What is your artistic process like?
While I am making art, I have to be completely absorbed in it, allow the flow of spontaneous and instantaneous expression. It requires a full investment of energy, I cannot pause, I cannot walk away when I am doing a painting.
What inspires you the most?
I always want my work to have an organic quality, like it is moving and implies a transformation state. That’s why a lot of living things and moving things inspire me, they have the most capacity to change.
Some of your works are rather abstract, do you mind if audience see something that is not intended in your works?
Usually when I make an artwork, I have an intent, but the intent doesn’t matter as much as what people extract from it. The nice thing about art in general is that there is no right or wrong answer. I want to be able to express something, but at the same time I would also like to allow people to withdraw the meaning they see. I would be just as happy if people look at my work and say they feel something from it.
Who influenced you the most during your artistic journey?
Artist Wei Ligang, who is a genius calligrapher. I just came back from Beijing after an artistic residency at his studio. Working in his place and with him brought my work to the next level; every time I go there, hearing what he has to say, having the benefit of his experience and mentorship helped me as an artist to grow. And I also learn to know what I want to express and how to express it effectively.
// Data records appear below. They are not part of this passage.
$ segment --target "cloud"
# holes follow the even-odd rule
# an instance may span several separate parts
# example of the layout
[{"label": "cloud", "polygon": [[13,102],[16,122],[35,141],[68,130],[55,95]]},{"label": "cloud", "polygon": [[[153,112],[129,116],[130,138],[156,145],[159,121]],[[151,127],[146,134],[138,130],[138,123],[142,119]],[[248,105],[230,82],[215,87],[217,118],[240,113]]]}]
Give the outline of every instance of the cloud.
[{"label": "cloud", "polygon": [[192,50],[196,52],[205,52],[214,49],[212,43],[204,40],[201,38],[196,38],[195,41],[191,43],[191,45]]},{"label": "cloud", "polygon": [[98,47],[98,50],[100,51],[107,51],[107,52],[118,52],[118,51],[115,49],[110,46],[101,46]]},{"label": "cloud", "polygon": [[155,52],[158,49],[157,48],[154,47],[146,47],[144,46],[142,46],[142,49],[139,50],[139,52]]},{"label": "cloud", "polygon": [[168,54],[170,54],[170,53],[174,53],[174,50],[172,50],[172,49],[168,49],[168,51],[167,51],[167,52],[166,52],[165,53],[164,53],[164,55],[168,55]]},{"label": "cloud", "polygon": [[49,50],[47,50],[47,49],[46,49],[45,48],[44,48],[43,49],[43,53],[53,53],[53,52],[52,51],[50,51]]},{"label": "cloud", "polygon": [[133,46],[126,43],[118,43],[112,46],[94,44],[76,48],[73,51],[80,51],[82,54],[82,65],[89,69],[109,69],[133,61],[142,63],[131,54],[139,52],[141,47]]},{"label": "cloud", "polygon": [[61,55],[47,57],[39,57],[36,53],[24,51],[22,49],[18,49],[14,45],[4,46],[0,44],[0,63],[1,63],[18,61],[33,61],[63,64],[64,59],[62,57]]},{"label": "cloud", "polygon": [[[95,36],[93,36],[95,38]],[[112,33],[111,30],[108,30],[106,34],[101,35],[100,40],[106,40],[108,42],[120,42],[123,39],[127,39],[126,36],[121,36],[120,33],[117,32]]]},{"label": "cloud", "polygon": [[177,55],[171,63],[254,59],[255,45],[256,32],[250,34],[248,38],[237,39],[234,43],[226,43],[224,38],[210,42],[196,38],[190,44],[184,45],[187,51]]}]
How do you feel about the art environment in Hong Kong.
What I like about Hong Kong is, the enthusiasm around art, and its availability. All these fairs, events and happenings, they get people to come, they make it convenient for people to go see art – serious collectors, not-so-serious collectors, families… It leads to all these other events that encourage people to go see art. To be an artist now, here in Hong Kong is quite a boom. As a contemporary Chinese artist who works with ink, I can feel the interest and excitement about it.
What kind of artwork do you like?
Work that convey a sensation or material to me is good art. To me, it is important that for a work to create a response, a personal connection, when you look at the work there is something that draws you in.
Why do you love art?
People say art is a mirror, and it really is a mirror. It shows you a lot, about the people looking at it, almost as much as it says about the artist. This is one of the reasons why I really love art, art reveals the people who go see it as well.
“Curiosity is what makes Hong Kong a great place for an artist to work.”